Honda’s highly-loved CR-V gets everything new to keep up with time, but it remains to be seen whether it could do as well as its previous versions
Photos by Azfar Hashim
The first generation Honda CR-V arrived on our shore about twenty years ago, and it was received very, very, very well by local drivers. After all, this was at a time when interest for the SUV genre was slowly picking up; back then, most SUVs came with big, thirsty engines so when a 2.0-litre model like the CR-V was introduced, it’s only natural to expect the car to sell like, well, hot cakes.
It was the same for every generation after that, peaking when the third-gen was introduced.
But after that however, the segment was full to the brim, filled with models from the other Japanese competitors and even the Europeans. Which meant this latest generation CR-V has a lot at task.
Lets start with the drivetrain. This front-wheel drive version gets power courtesy of Honda’s 4-cylinder turbocharged 1.5-litre DOHC VTEC powerplant; paired to a CVT, this 1.6-tonne SUV whips out 190 bhp and 243 Nm of torque. And for the curious, it takes 9.4 seconds to reach 100 km/h from standstill.
Although you’re expecting the CR-V to be quick off the mark (because it’s turbocharged, what else?), in actual fact, there’s that noticeable lag initially followed by the fact that it’s bogged down by its own weight that prevented it from feeling sprightly. You only get the action from the 2,500 rpm mark onwards.

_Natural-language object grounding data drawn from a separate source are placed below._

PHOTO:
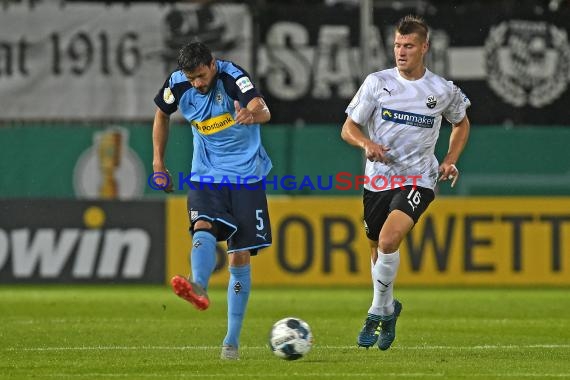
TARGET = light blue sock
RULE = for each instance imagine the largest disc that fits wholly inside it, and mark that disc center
(238, 294)
(203, 257)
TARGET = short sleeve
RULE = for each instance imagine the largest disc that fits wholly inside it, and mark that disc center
(165, 99)
(364, 102)
(457, 108)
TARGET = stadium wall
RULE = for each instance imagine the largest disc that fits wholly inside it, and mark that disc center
(73, 160)
(481, 241)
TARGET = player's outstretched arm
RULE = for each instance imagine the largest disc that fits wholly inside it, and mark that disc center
(160, 129)
(457, 141)
(256, 112)
(352, 134)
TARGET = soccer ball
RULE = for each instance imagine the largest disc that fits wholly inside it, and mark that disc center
(290, 338)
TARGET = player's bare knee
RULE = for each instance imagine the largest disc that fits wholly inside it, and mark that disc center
(239, 259)
(389, 243)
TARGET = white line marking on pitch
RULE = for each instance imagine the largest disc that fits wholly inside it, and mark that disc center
(206, 348)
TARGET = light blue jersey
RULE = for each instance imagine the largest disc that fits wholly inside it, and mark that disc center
(224, 151)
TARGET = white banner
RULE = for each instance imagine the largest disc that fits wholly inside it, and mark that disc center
(93, 61)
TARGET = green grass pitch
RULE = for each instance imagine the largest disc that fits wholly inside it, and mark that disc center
(146, 332)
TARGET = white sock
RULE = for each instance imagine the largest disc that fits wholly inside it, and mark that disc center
(383, 275)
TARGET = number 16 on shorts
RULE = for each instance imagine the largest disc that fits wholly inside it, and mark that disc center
(414, 198)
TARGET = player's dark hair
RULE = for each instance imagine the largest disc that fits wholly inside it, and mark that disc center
(413, 24)
(193, 55)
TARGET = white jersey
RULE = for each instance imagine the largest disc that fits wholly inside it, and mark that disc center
(405, 116)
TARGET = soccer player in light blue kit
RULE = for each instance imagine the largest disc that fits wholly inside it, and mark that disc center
(225, 111)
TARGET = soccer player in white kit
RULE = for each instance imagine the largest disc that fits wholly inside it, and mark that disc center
(402, 108)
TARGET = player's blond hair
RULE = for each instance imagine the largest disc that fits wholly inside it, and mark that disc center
(413, 24)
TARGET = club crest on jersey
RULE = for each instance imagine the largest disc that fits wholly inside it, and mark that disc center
(167, 96)
(219, 97)
(408, 118)
(431, 101)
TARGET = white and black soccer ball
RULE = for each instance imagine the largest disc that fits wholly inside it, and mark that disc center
(290, 338)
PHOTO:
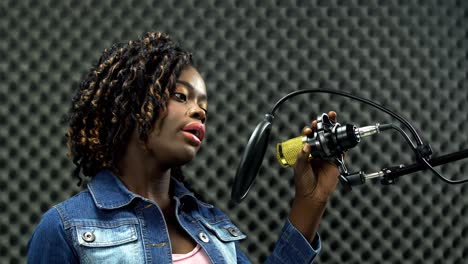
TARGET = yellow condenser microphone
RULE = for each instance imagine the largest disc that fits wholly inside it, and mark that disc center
(325, 143)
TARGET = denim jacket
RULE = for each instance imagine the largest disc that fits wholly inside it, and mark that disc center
(106, 223)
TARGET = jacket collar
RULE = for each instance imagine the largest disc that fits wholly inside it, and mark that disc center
(109, 192)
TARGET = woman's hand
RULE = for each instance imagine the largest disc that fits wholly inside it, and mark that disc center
(315, 180)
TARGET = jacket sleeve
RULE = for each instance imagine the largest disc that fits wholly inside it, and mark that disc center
(292, 247)
(48, 243)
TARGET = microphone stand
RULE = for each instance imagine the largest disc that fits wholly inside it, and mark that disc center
(391, 174)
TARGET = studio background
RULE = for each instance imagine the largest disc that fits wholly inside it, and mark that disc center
(410, 56)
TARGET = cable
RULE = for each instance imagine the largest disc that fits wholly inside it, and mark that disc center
(418, 151)
(360, 99)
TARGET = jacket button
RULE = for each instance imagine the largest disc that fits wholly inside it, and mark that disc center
(234, 232)
(203, 237)
(88, 237)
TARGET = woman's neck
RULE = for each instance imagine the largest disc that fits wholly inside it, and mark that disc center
(143, 176)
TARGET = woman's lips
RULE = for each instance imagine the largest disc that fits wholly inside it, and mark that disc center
(195, 132)
(194, 139)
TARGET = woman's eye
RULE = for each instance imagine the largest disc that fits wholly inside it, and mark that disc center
(180, 96)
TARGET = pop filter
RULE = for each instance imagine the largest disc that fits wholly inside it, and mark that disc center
(251, 160)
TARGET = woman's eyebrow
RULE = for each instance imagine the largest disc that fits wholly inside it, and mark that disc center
(188, 85)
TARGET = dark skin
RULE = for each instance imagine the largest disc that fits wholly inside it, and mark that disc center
(145, 167)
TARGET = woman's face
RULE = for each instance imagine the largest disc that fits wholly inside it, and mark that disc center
(179, 133)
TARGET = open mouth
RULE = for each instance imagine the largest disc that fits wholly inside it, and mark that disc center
(195, 130)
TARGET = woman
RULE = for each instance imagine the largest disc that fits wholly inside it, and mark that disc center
(136, 119)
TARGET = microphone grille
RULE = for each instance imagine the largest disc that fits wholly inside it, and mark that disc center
(287, 151)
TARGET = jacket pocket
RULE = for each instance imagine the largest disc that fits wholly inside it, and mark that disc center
(108, 242)
(225, 230)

That said, the CR-V works fine for normal traffic. On the highway, it seems to enjoy staying on the fastest lane at three-figure speeds, accompanied by good steering feel and stability to satisfy you. Honda deserves a big round of applause for providing sufficient sound dampening for the cabin — engine and CVT drone are kept at the barest minimal to keep things comfortable for all occupants.
Inside, the CR-V should impress buyers who just want a reliable, fuss-free family SUV. You get seat for six passengers — the last row best reserved for young children, up to tweens — and with its own air-con blowers for all those at the rear, you can expect nothing else but comfort. In this aspect, Honda has gotten their priority right for this car.
Complimenting this is a large sunroof, and for the driver, the highly useful LaneWatch blindspot monitor. What this does is whenever the left indicator is activated, a camera — mounted on the left wing mirror — will give you a clear view of your blindspot, eliminating potential collisions.
As a whole, the Honda CR-V should be an attractive proposition for buyers looking for a reliable Japanese family SUV.
But with an asking price of $155k (with COE), the other available options within a similar price bracket just made it go down further in an average buyer’s list.